El Toba – como no lo fue en vida – no es un ícono embellecido por su martirio, por los 32 años de su muerte, por el cariño de su familia y sus amigos, es un ser humano, con sus grandes proyectos y con sus tribulaciones, con sus planes y sus acciones contra la dictadura y su boliche “Los 33”, con sus relaciones políticas y su figura desgarbada, es su pasión política y su vocación por el periodismo y es una parte esencial de su vida, esa esposa, esos cinco hijos que lo acompañaron hasta aquella terrible noche del 18 de mayo de 1976, en el apartamento del piso cuarto de la calle Arroyo.

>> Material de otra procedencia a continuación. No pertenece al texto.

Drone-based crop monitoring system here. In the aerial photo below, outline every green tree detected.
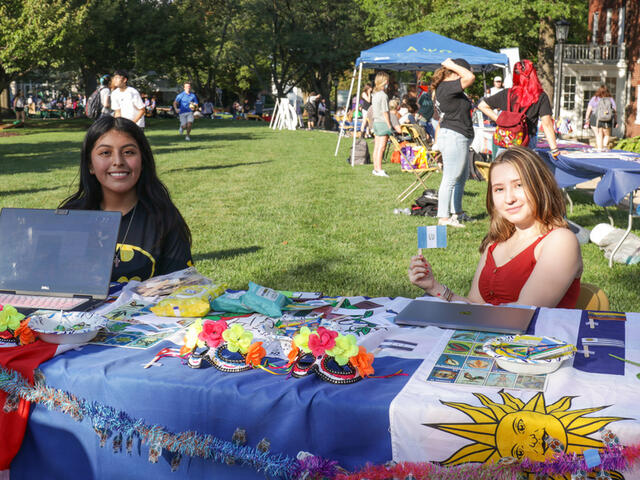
[0,0,86,97]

No es un documental con un propósito político explicito, pero esta lleno de hechos y por lo tanto reconstrucciones políticas. Por ejemplo de las relaciones con la guerrilla del MLN y del intento de los asesinos uruguayo-argentinos de atribuirle el crimen a un comando guerrillero. Falsedad que nadie asumió en serio.
En mi visión tiene un solo gran ausente. El mismo ausente que se repite desde hace muchos años. En el relato aparecen – como debía ser – el secuestro de la pareja de los integrantes del MLN Rosario Barredo y William Whitelaw y de sus dos pequeños hijos y el posterior asesinato de los dos jóvenes uruguayos y la desaparición de sus dos hijos. Lo que no menciona es que los mismos asesinos, en el mismo idéntico operativo, con las mismas modalidades y la misma noche secuestraron y luego desaparecieron al médico Manuel Liberoff, militante del Partido Comunista de Uruguay y convaleciente de una operación quirúrgica muy compleja. Manuel desapareció – todavía no han sido encontrado sus restos, pero no por ello debemos hacerlo desaparecer también nosotros, sus compatriotas.
No puedo hablar de “DF” Destino final, sólo como una película, incluso me cuesta recordar sus aspectos estrictamente fílmicos, porque es un documento demasiado clavado en nuestras vidas, en nuestros recuerdos y en nuestras pasiones. Me emocionó, me volvió al pasado, me hizo apreciar mucho más todo lo que hemos conquistado en democracia entre todos y me precipitó en esa sensación de fragilidad que debemos asumir todos los seres humanos. La desproporción entre nuestros afectos y los avatares de la vida.